My interpretation is that the coverage for “accidents” is not limited in the same way that “insurance paying a fixed amount per day (or other period) of hospitalization” is limited as discussed above. As a result, I think that coverage for accidents that pays differing amounts for medical services would still qualify.
Q: If the insurance company issuing the voluntary product advises the employer that enrollment in the product does not disqualify HSA eligibility, may the employer and its employees rely on this advice?
Smith: The IRS will not be bound by representations made by private insurers. That being said, if the insurer makes an inaccurate representation that damages the policyholder, the policyholder may have recourse through normal legal channels. That will be an issue between insurer and insured, however, and the IRS will not be involved.
Q: Ultimately, who is responsible for determining if an individual is eligible to contribute to an HSA?

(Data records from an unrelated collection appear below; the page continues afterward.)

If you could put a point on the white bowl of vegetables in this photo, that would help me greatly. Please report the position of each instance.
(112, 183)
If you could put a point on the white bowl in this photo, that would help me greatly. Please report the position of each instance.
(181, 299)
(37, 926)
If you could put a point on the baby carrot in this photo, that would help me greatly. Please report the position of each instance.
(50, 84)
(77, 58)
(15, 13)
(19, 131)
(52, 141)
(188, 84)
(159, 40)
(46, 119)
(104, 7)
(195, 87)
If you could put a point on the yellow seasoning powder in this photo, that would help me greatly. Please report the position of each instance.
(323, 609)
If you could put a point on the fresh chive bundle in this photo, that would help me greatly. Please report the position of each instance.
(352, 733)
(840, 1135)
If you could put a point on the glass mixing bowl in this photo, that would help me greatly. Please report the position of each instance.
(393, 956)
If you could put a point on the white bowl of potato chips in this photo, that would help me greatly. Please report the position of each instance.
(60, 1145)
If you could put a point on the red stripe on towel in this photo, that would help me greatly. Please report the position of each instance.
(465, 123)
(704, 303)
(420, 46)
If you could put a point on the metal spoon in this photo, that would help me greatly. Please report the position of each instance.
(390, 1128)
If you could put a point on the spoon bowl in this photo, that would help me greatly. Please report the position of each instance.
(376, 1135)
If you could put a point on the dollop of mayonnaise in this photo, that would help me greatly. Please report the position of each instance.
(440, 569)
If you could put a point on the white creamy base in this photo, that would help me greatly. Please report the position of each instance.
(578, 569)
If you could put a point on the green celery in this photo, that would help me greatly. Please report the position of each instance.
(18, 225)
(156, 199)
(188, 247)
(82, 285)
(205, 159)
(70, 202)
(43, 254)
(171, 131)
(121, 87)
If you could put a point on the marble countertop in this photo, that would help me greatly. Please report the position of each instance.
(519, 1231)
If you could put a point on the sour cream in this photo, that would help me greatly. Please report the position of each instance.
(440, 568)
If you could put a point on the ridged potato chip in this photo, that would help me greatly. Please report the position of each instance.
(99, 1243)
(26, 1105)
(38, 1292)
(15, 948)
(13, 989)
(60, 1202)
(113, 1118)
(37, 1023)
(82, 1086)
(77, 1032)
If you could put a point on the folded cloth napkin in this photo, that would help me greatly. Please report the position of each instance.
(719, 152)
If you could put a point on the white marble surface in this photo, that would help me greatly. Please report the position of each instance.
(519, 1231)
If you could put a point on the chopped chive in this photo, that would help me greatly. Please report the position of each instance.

Smith: Ultimately it is the insured, as the IRS will deny the tax deductions the individual has claimed for contributions to the ineligible HSA. As above, the insured may have recourse against his employer or the insurer or any third party making representations upon which the insured justifiably relied, but that will not affect the actions of the IRS regarding the insured.
Q: Are there additional best practices employers should consider when communicating to their employees regarding HSA eligibility?
Smith: If they have any concerns, they should make sure their communications are reviewed by benefits counsel. Also, obtain appropriate advice on whether any disclaimers should be added to employee communications. Every company wants to get the right answers for its employees and present the information in an understandable format, but sometimes the desire to help needs to be tempered by a modicum of self-preservation.